Für Indien und China nahm das Nachtreten aus Europa einfach kein Ende. Wann immer seit der Konferenz in Kopenhagen vom Klimaschutz die Rede war, schimpften die Europäer erst ein wenig auf die Amerikaner – und dann umso mehr auf Indien und China. Die beiden großen Schwellenländer hatten sich bei dem Zusammentreffen der Staaten im vergangenen Dezember gemeinsam einer bindenden langfristigen Vereinbarung widersetzt; und damit die Rettung der Welt verhindert – das war das quasioffizielle europäische Fazit von Kopenhagen.

Doch so viel Pessimismus liegt den beiden Volkswirtschaften, die zu den am schnellsten wachsenden Volkswirtschaften der Welt gehören, nicht. Die Freude darüber, dass sie in den vergangenen Jahren gegenüber den westlichen Industrienationen mächtig aufgeholt haben, verdirbt ihnen so schnell keiner. Mehr noch: Im Kreuzfeuer der europäischen Kritik entdecken Indien und China große Gemeinsamkeiten, und zwar nicht als Klimasünder, wie europäische Kritiker vermuten würden – die gern darauf verweisen, dass allein in China in den vergangenen Jahren Hunderte neuer Kohlekraftwerke ans Netz gegangen sind.
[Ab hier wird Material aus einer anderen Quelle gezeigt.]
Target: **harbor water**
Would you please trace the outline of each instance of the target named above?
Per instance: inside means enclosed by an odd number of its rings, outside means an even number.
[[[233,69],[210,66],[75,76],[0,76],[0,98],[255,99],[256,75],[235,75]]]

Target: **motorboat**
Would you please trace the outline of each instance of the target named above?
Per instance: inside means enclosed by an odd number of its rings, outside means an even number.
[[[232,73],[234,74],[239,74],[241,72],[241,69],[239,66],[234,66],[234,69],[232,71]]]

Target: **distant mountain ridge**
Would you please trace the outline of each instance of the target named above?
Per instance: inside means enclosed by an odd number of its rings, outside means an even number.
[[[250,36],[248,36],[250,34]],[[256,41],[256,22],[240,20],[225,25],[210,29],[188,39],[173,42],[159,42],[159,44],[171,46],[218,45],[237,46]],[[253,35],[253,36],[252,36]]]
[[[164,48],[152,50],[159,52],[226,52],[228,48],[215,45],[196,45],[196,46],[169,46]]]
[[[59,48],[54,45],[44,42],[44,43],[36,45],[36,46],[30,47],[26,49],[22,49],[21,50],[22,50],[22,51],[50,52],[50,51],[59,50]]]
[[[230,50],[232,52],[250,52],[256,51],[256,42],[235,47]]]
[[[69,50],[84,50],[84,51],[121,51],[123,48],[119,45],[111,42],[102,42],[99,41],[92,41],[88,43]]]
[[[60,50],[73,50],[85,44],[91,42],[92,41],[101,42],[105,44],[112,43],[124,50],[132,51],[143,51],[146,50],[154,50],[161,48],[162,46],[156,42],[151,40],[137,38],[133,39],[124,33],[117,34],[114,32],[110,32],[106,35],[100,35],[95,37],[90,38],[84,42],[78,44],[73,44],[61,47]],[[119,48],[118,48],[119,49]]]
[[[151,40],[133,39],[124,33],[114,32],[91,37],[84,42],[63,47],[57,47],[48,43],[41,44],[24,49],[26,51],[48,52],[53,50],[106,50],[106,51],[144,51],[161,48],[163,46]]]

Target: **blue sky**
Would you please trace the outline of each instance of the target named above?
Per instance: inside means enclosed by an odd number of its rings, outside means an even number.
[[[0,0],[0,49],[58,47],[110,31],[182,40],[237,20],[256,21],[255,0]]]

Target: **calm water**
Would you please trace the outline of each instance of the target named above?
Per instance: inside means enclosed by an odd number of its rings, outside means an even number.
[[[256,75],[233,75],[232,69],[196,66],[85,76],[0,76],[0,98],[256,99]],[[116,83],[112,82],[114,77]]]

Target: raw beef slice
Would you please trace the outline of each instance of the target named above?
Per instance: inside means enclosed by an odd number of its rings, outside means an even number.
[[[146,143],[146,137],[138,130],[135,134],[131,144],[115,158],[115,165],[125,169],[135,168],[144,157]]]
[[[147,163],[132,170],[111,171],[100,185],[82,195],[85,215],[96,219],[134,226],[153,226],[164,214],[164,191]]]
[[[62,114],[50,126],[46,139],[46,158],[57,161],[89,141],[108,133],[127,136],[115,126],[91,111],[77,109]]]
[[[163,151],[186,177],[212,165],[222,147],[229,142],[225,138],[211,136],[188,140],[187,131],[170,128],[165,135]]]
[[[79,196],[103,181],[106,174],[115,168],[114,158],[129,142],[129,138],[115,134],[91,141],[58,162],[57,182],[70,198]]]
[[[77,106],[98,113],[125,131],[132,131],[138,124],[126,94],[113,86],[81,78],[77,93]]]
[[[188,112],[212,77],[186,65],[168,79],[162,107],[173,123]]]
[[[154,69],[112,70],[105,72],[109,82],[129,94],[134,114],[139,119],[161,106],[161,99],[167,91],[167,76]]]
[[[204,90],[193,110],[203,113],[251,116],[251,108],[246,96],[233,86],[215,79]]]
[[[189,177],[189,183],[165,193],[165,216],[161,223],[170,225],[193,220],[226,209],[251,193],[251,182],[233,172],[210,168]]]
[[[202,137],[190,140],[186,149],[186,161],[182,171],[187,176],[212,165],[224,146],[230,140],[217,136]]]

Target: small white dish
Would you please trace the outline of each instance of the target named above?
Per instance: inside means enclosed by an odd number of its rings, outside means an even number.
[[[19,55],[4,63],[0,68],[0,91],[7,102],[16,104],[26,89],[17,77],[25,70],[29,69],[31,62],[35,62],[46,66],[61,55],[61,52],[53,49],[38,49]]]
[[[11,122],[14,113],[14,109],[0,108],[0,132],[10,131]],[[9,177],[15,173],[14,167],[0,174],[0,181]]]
Was Inder und Chinesen inzwischen provokativ als „Geist von Kopenhagen“ beschwören, ist mehr als eine politische Retourkutsche. Es ist ein aus der Krise von Kopenhagen geborener Neuanfang: die Vision einer nachhaltigen indisch-chinesischen Klima- und Energiepolitik. Ganz frei von westlichem Druck und dem Glauben an Klimavereinbarungen.

Jairam Ramesh rief diese Vision ins Leben. Indiens Umweltminister hat lange, gelockte Haare und sieht sich als Schüler Buddhas. Er ist nicht nur deshalb das auffälligste Kabinettsmitglied in Neu-Delhi: Manchmal verbietet er neue Bergwerksprojekte, ein anderes Mal untersagt er den Anbau von genmanipuliertem Gemüse. Er erlaubt sich Dinge, die vor ihm kein indischer Umweltminister je gewagt hätte. Der weltgewandte Ingenieur Ramesh kann sich das leisten, denn er ist persönlicher Mentor von Rahul Gandhi, dem Kronprinzen der Nehru-Gandhi-Dynastie. Rahul soll Indien einmal regieren. Wie? Das macht Ramesh ihm heute vor. Im Mai 2010 war der indische Klimameister in Peking. Statt wie westliche Minister über die gescheiterte Konferenz in Kopenhagen zu zetern, lobte Ramesh Peking ausdrücklich und sprach von einem indisch-chinesischen Geist. Tatsächlich hatten Indien und China zuvor auf internationaler Bühne selten so wirksam gemeinsam gehandelt wie in Kopenhagen. Ramesh erzählte in Peking noch einmal, wie genau die Klimakonferenz aus indischer Sicht verlaufen war: Die Europäer und Amerikaner hätten China als größtem CO2-Emittenten „eine Falle gestellt“, die die Inder rechtzeitig erkannten. Der Westen habe China zu verbindlichen CO2-Reduktionszielen zwingen wollen, ohne selbst – das galt insbesondere für die USA – Vorleistungen erbracht zu haben. Deshalb sei Indien China beigesprungen. „In ihrem Herzen wissen die Chinesen, dass wir sie in Kopenhagen aus der Isolation gerettet haben“, sagte Ramesh.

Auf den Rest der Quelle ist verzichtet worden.